He referred to Ghosn as “Ghosn-san,” adding the Japanese honorific.

“We worked together to consider how to avoid disclosure of the unpaid compensation,” Ohnuma said of his work with Kelly.

Kelly, a former Nissan executive vice president, is the only person to stand trial in what prosecutors have portrayed as a systematic plot to under-report Ghosn’s compensation.

He has been charged with under-reporting Ghosn’s compensation by 9.3 billion yen ($88 million) over several years.

Ohnuma said he has worked at Nissan since 1982. He was the company's general manager from 2007 through March 2019.

Ghosn was arrested and charged with Kelly in November 2018. Ghosn jumped bail late last year and escaped to Lebanon, a nation that has no extradition treaty with Japan.

Both Ghosn and Kelly say they are innocent.

In a statement as the trial opened earlier this month, Kelly stressed that the compensation plans were intended to be a legal way to keep Ghosn at Nissan. Famous for leading Nissan’s turnaround in the late 1990s, Ghosn might have opted for other high-paying jobs.

The prosecutors for the case have told the court that a deal was made with Ohnuma and Nada.

In a recent briefing to reporters, Chief Deputy Prosecutor Hiroshi Yamamoto declined comment on that, saying such deals don’t have to be made public.

“The prosecutors have properly charged those who needed to be charged,” Yamamoto told reporters.

Yokohama-based Nissan as a company was charged and pleaded guilty. It is being tried with Kelly in the same court.

The trial is expected to last about a year.

Earlier, prosecutors outlined how several people at Nissan were involved in promising Ghosn pay, exploring various methods, such as stock options, pay through overseas companies and consulting fees.

Prosecutors have not explained how trying to avoid disclosure of unpaid compensation constitutes a crime. Prosecution for falsifying financial reports is rare in Japan.

The maximum penalty for Kelly, if convicted, given the multiple counts of the same charge he faces, is up to 15 years in prison or 80 million yen ($755,000) in fines, or both.
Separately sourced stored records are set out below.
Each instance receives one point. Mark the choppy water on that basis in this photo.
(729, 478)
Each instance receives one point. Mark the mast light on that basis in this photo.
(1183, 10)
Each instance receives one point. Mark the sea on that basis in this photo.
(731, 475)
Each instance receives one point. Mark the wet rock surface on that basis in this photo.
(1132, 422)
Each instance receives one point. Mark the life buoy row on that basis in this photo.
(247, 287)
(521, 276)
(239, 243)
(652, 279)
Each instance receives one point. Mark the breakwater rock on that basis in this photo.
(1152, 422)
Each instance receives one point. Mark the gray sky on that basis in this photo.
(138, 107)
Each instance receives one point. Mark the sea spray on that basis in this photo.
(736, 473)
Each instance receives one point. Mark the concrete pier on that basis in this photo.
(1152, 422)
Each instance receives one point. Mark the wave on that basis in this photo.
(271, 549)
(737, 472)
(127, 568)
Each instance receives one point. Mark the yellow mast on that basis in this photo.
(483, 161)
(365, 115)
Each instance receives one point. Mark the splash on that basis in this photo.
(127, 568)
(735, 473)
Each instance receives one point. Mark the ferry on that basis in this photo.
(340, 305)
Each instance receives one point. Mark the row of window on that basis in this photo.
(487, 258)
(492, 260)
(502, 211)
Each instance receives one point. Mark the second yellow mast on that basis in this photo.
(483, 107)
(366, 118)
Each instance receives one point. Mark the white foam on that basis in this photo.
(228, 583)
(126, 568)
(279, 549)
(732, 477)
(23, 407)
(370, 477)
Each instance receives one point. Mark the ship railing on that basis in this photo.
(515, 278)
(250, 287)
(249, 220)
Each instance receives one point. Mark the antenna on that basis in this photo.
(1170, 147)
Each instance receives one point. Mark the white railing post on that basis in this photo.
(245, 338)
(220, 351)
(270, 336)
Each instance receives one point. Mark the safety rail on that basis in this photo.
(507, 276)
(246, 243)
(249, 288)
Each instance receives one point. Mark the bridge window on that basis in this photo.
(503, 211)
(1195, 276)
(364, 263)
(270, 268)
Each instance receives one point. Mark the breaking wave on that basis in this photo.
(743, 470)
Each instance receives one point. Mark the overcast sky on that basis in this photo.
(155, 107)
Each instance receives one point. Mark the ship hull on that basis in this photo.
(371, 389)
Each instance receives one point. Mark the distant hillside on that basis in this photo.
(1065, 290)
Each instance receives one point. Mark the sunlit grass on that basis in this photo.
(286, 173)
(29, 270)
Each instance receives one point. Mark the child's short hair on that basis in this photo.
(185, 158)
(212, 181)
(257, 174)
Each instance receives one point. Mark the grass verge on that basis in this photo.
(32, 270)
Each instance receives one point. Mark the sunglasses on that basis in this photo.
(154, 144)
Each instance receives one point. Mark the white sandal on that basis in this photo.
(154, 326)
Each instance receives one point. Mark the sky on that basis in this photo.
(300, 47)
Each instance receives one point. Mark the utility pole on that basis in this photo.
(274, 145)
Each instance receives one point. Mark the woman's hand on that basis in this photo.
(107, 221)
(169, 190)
The conviction rate in Japan is higher than 99%.

Some members of Japan’s business community have expressed alarm over the trial.

Jacques Deguest, an expert on Japanese business and law, denounced it as unfair, calling it a “witch hunt,” with Kelly getting singled out.

“This is dangerous for the attractiveness of Japan both for recruiting talent as well as doing business in Japan,” said Deguest, who is also a consultant.

“Japan would have been better showing to the world a fair trial with all responsible people treated the same way.”